You're asking three questions here, and I'll try an answer this from two perspectives I experienced as a former U.S. Army active-duty combat photographer and also as a civilian photographer who covered the military after I left the Army.

As a soldier, military photographers sometimes have great access and sometimes we don't because we're limited by our official orders. If someone holds a higher-rank than us, we have to obey all lawful orders including denial of access whereas a civilian photographer doesn't have to legally follow orders from any uniformed personnel. It's not uncommon that a civilian photographer has better access than a uniformed military photographer—sad, but true. We experienced this in Desert Storm where military photographers were extremely limited while embedded civilian photographers had the best access.

It's About Earning Respect

While military photographers are normally respected by other service members, we are sometimes frowned upon by other enlisted soldiers because of the stigma all photographers will experience at least once in their career, "You're just a photographer taking pictures, a button pusher, a desk jockey." The officer corps sometimes frowns on military photographers because they immediately think, "oh no, here comes the media." Civilian photographers normally are treated better than a military service member photographer.

The smart military officers on the other hand know the power of the visual image and will utilize a photographer to their full potential—yes, I was the personal photographer to Gen. George A. Joulwan for four years, first in Germany when he was a lieutenant general, then in Panama where he was the commander in chief, United States Southern Command. Joulwan, a West Point graduate, understood the power of photography.

As a uniformed photographer you are often limited and respected, or disrespected, by your rank, but that is the key in being a military photographer—earning the respect of your fellow soldiers. I started as a private, aka an E-1, and slightly after my fifth year I was promoted to a staff sergeant, E-6—practically unheard of for what is known in the Army as a "non-combat" MOS, or military occupational specialty. I gained respect from my fellow soldiers because I earned that rank by being a disciplined soldier doing what I needed to do to excel, which included weapons proficiency, staying physically fit, scoring high on the promotion boards and adhering to our Mission Essential Task List (METL).

Yes, while our official title is that of a combat photographer, our job is labeled as non-combat, which is a fancy term that means we have a support role vs. a direct combat role. Ironically, my first duty assignment with the military was the 8th Infantry Division, 3rd Battalion, Headquarters Company, Mainz, Germany, a front-line combat unit. The soldiers in my unit respected me because I repaired a lot of mechanical heaters in infantry M113 track vehicles and when stationed in Germany, soldiers love to stay warm. So I earned my respect with wrenches, which opened doors for my photography.
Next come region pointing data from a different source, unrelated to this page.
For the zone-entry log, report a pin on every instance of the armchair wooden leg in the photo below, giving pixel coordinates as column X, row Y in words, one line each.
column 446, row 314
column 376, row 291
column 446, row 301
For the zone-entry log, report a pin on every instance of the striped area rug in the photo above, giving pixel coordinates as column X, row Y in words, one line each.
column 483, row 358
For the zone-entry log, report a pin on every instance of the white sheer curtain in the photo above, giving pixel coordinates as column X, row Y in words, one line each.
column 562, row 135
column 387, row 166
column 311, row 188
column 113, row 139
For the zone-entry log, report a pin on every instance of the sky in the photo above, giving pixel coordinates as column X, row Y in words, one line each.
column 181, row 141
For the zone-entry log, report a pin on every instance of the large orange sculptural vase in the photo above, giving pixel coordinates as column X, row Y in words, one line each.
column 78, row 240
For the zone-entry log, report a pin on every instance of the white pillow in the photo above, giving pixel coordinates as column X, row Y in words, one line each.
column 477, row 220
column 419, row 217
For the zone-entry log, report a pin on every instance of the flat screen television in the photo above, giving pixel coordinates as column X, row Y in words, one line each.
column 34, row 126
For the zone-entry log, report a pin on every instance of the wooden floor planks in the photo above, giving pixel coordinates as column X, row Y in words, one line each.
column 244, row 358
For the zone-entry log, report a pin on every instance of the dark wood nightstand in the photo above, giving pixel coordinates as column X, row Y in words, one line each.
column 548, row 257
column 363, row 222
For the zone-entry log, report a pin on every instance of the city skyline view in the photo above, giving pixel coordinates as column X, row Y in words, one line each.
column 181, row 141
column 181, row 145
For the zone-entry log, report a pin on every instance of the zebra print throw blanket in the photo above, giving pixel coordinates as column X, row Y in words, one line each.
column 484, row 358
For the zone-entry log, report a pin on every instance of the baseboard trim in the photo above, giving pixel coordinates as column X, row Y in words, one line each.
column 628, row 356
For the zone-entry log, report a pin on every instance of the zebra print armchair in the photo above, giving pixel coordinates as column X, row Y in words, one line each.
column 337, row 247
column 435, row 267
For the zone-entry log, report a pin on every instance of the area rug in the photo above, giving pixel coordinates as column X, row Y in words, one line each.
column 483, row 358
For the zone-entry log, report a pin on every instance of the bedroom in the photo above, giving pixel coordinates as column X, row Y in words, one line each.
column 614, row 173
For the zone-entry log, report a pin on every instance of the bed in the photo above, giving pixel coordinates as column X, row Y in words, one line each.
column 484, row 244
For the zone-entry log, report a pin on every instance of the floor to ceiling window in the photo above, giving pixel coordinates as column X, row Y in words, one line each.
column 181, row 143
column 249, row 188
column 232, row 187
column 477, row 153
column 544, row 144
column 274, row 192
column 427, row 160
Now I'm only speaking as an army photographer, though I have worked with, and even supervised photographers from the other branches of the service. I'm sure there are similarities for photographers in other branches as Army photographers are not limited to photographing only Army soldiers any more than Air Force photographers being limited to photographing jets. A great example is the photo above taken by Staff Sgt. Shane A. Cuomo, a U.S. Air Force photographer. The photo is of soldiers of the 1st Battalion, 4th Cavalry Regiment, 1st Infantry Division, leaving Samarra in Iraq in their M113s after conducting an assault during Operation Baton Rouge.


As far as training goes, all photographers in all military branches will go through their appropriate basic training and become an airman, soldier, marine or sailor first because any military photographer knows that when in battle, your role is to document that battle but also to survive and help your fellow service member.
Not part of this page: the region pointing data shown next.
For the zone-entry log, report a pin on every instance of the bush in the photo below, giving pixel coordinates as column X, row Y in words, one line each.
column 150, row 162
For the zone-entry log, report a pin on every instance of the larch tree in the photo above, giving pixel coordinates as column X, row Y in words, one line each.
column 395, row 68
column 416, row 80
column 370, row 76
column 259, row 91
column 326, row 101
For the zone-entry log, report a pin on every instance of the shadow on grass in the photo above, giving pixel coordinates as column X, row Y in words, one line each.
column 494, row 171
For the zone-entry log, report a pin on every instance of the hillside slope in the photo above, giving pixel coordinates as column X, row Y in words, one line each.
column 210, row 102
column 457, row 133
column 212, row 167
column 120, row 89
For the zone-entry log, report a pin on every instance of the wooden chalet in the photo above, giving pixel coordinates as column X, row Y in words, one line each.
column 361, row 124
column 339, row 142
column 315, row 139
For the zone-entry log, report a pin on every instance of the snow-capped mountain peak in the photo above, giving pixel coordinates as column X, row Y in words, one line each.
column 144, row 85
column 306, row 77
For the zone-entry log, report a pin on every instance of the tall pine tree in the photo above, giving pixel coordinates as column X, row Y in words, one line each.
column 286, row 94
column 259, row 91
Like all soldiers, Army photographers must learn how to shoot their weapon, hand-to-hand combat, first-aid including buddy-aid, NBC, or nuclear, biological and chemical training, land navigation, survival skills, radio operations, drill and ceremony, etc. Military photographers earn more respect when they can shoot their weapon better than their camera—yes I was an expert with my M16 rifle, plus other weapons and even earned the German Armed Forces Badge for Weapons Proficiency, the German Schutzenschnur from the German Army in Koblenz, Germany.

After a military photographer has completed their basic course they will advance to their specific individual training as a photographer. Currently, all photographers are trained at the Defense Information School, known as DINFOS, at Fort Meade, Maryland. Speaking only from Army experience, there are two types of soldiers that will get photography training, photographers and journalists. Journalists fall under the Public Affairs Branch while photographers fall under the Communications Branch.
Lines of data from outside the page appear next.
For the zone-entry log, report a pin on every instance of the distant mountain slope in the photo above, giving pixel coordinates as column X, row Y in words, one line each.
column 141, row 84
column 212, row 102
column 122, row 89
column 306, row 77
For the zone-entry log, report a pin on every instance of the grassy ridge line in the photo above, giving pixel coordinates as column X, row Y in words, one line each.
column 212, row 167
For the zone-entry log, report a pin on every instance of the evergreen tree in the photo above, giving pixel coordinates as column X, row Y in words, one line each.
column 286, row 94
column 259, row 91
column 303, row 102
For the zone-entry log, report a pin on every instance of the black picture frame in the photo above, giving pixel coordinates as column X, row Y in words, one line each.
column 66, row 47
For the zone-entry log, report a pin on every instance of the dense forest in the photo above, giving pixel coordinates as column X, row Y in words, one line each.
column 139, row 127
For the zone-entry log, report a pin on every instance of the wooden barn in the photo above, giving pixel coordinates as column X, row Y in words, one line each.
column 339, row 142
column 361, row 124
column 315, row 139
Down the road in their careers select journalists and photographers are identified by the Army and are further trained in the Intermediate Photojournalism Course. In my day 10 of those photojournalists were selected for the Advanced Photojournalism Course. While I was fortunate enough to attend both courses, I've been out of the Army for over 20 years, and at one point there was talk the advance course would be discontinued.

There also is further training like the Department of Defense Combat Camera workshop, where in my day the top 25 military photographers of all the branches plus the U.S. Coast Guard were selected to attend this prestigious course. Then the Department of Defense selected their top five photographers from this course, something I was honored with and learned much from.

Role in Active Combat

Speaking from my Army perspective, my role in combat is being a soldier first and to look out for myself plus my fellow soldiers. Once I've done and am doing what a soldier does to survive in combat, then I'll document the activities on the battlefield, not just for historical and public affairs purposes, but to possibly aid the commander with combat decisions as photography also plays a key role in intelligence gathering. Army photographers carry weapons to protect themselves too as enemy bullets don't discriminate by your role in the military.

Duty assignments for actual photographers in the Army are to a signal corps unit where they are then distributed as needed to assist in intelligence gathering, documentation, public affairs, etc. The official MOS is 25V Combat Documentation and Production Specialists who "are primarily responsible for supervising, planning and operating electronic and film-based still, video and audio acquisition equipment in order to document combat and noncombat operations."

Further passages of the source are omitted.